You should be protesting outside the offices of our law makers (the governor and the NYS Senator) as well as the Israeli embassies (country and UN) in the city.

[. . .]

But that would require taxi/bus fare.

From the NYT article "It's Not Just Gaza" linked above: "she connects the suffering of Gazans to the plight of other oppressed people worldwide." This person seems to be very badly educated, and I'd like to see whether she can locate Gaza or any other part of the Middle East on a map. It's highly ignorant to believe that every situation in the world that one disagrees with has the same identical cause. The attitude reminds me of an Al Jazeera program host's interview with three Americans that I saw a few months ago. One of the guests said "Revolution is the highest form of culture." Dude, you are completely clueless about what both of those words really mean.

Anecdata: spoke to a current Columbia undergrad yesterday. She was not a participant in any of the protests, had no interest in them. She was disappointed about final exams going online and the campus effectively closing to non-freshmen before the semester had officially ended (first-year students must live on campus).
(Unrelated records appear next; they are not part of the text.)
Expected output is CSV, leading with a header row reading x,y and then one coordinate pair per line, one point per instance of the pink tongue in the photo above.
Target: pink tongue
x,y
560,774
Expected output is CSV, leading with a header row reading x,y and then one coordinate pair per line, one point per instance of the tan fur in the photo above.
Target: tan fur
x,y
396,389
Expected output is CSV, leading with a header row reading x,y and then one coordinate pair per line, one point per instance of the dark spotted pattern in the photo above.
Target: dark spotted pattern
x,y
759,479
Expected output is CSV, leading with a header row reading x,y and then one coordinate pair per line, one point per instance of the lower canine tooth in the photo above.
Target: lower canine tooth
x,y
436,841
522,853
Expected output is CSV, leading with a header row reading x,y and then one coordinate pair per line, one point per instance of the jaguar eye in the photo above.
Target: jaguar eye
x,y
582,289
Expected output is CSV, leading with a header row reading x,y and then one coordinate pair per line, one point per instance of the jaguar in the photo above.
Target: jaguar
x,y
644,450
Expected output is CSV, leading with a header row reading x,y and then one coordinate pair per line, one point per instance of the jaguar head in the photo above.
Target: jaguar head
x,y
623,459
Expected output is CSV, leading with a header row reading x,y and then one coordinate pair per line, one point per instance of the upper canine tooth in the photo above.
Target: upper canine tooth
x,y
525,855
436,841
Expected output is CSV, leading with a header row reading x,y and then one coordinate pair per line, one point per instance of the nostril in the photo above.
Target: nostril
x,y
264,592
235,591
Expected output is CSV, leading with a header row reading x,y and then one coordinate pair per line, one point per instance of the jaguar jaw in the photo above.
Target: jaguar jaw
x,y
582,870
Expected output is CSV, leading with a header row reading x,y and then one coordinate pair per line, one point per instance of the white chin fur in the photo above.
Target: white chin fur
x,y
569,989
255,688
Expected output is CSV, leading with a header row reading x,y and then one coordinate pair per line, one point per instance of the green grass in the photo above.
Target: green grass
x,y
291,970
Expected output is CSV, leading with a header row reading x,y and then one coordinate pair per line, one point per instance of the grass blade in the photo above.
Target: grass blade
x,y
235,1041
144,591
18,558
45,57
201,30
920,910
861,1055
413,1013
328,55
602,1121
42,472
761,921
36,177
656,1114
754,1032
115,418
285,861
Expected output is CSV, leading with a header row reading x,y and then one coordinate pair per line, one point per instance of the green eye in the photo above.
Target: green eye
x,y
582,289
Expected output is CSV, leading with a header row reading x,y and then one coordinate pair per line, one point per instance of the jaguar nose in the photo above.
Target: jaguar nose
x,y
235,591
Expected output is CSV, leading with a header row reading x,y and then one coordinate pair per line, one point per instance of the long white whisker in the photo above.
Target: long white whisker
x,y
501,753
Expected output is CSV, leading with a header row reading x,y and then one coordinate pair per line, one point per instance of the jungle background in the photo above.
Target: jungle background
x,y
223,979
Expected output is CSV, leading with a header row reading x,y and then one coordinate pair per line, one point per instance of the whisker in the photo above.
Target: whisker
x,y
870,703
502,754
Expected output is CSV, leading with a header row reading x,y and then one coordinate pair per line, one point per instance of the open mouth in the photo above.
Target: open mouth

Well, North Africa and much of the Middle East have at least one big thing in common: They are all regimes created by anti-colonialists! They have produced poverty and chaos.
That's not even wrong!
--Wolfgang Pauli

Wahoo Redux

NBC News: Jewish groups add more allegations of antisemitism to their lawsuit against UC Berkeley

QuoteTwo Jewish advocacy organizations suing the University of California, Berkeley, over a "longstanding, unchecked spread of anti-Semitism" have amended their complaint to include incidents from antiwar protests.

<snip>

"For many Jews, including many Jewish students and faculty at UC Berkeley, a profound connection with the Jewish State of Israel is integral to their Jewish identity," the Brandeis Center said in a statement. "Excluding Zionists thus effectively excludes Jews."
Come, fill the Cup, and in the fire of Spring
Your Winter-garment of Repentance fling:
The Bird of Time has but a little way
To flutter--and the Bird is on the Wing.

spork

Quote from: Wahoo Redux on May 18, 2024, 01:42:34 PMNBC News: Jewish groups add more allegations of antisemitism to their lawsuit against UC Berkeley

QuoteTwo Jewish advocacy organizations suing the University of California, Berkeley, over a "longstanding, unchecked spread of anti-Semitism" have amended their complaint to include incidents from antiwar protests.

<snip>

"For many Jews, including many Jewish students and faculty at UC Berkeley, a profound connection with the Jewish State of Israel is integral to their Jewish identity," the Brandeis Center said in a statement. "Excluding Zionists thus effectively excludes Jews."


This is just as dumb as the comments from students in the NYT article discussed above.
It's terrible writing, used to obfuscate the fact that the authors actually have nothing to say.